La Cour se penche ensuite sur l'argumentation des Parties et constate qu'il existe un différend entre elles quant aux remèdes qui doivent être apportés en cas de méconnaissance par les Etats-Unis de leurs obligations en vertu de l'article 36 paragraphe 1 de la convention de Vienne. Elle en déduit qu'il y a lieu pour elle de rechercher s'il convient de sauvegarder par des mesures conservatoires les droits que l'arrêt au fond pourrait éventuellement reconnaître, soit au demandeur, soit au défendeur, sans qu'il y ait lieu à ce stade de la procédure de prendre parti sur ces droits. Elle ajoute que les questions portées devant elle «ne concernent pas le droit des Etats fédérés qui composent les Etats-Unis de recourir à la peine de mort pour les crimes les plus odieux»; que «la fonction de la Cour est de régler des différends juridiques internationaux entre Etats, notamment lorsqu'ils découlent de l'interprétation ou de l'application de conventions internationales, et non pas d'agir en tant que cour d'appel en matière criminelle»; et qu'elle «peut indiquer des mesures conservatoires sans qu'il soit porté atteinte aux principes ainsi rappelés». Elle rejette par suite l'argumentation des Etats-Unis selon laquelle, notamment, les mesures demandées par le Mexique se traduiraient «par une interdiction absolue de condamner à la peine capitale des ressortissants mexicains aux Etats-Unis, sans tenir compte du droit interne des Etats-Unis» ¾ ce qui «porter[ait] gravement atteinte aux droits souverains des Etats-Unis et remettr[ait] en question certains intérêts importants liés au fédéralisme» ¾ et transformeraient la Cour en «juridiction d'appel en matière pénale».

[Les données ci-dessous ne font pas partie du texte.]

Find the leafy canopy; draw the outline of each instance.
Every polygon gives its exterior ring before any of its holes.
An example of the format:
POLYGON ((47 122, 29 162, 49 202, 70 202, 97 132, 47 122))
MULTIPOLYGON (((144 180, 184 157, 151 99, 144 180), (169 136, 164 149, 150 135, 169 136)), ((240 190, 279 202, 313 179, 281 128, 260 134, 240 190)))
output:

La Cour rappelle que les mesures conservatoires ne sont justifiées que s'il y a urgence, «c'est-à-dire s'il est probable qu'une action préjudiciable aux droits de l'une ou l'autre Partie sera commise avant qu'un arrêt définitif ne soit rendu».

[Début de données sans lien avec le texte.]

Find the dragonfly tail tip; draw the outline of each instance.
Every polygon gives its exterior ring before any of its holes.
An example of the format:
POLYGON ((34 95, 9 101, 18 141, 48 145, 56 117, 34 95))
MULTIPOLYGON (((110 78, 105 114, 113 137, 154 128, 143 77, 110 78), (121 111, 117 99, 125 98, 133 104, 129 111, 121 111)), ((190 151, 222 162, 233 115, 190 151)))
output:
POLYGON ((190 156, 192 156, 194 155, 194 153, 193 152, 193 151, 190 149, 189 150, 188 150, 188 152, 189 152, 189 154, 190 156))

La Cour ajoute que sa compétence est limitée en l'espèce au différend né entre les Parties en ce qui concerne l'interprétation et l'application de la convention de Vienne pour ce qui est des personnes que le Mexique a mentionnées comme ayant été victimes d'une violation de la convention et qu'aucune mesure conservatoire ne saurait être prise pour d'autres personnes.

Puis la Cour souligne que le fait que des dates d'exécution n'aient été fixées dans aucun des cas qui lui ont été soumis «n'est pas en soi de nature à [lui] interdire d'indiquer des mesures conservatoires». Elle indique qu'il ressort des informations dont elle dispose en l'espèce que trois ressortissants mexicains, MM. César Roberto Fierro Reyna, Roberto Moreno Ramos et Osvaldo Torres Aguilera, risquent d'être exécutés dans les prochains mois, voire dans les prochaines semaines, et que «leur exécution porterait un préjudice irréparable aux droits que l'arrêt de la Cour pourrait éventuellement reconnaître au Mexique», puis en conclut que «les circonstances exigent qu'elle indique des mesures conservatoires pour sauvegarder ces droits».

Au sujet des autres personnes énumérées dans la requête du Mexique, la Cour observe que «bien que se trouvant à l'heure actuelle dans le couloir de la mort, [elles] sont dans une situation différente de celle des trois personnes» susmentionnées et qu'il lui appartient d'indiquer, «le cas échéant, des mesures conservatoires à l'égard de ces personnes avant que soit rendu l'arrêt définitif».

La Cour ajoute enfin qu'il est «manifestement de l'intérêt des deux Parties de voir définitivement déterminés leurs droits et obligations respectifs aussitôt que possible» et «que dès lors, il convient, avec la coopération des Parties, de parvenir à un arrêt définitif dans les meilleurs délais». A cet effet, le président a entamé immédiatement des consultations avec les Parties.

Composition de la Cour

La Cour était composée comme suit : M. Guillaume, président; M. Shi, vice-président; MM. Oda, Ranjeva, Herczegh, Fleischhauer, Koroma, Vereshchetin, Mme Higgins, MM. Parra-Aranguren, Kooijmans, Rezek, Al-Khasawneh, Buergenthal, Elaraby, juges; M. Couvreur, greffier.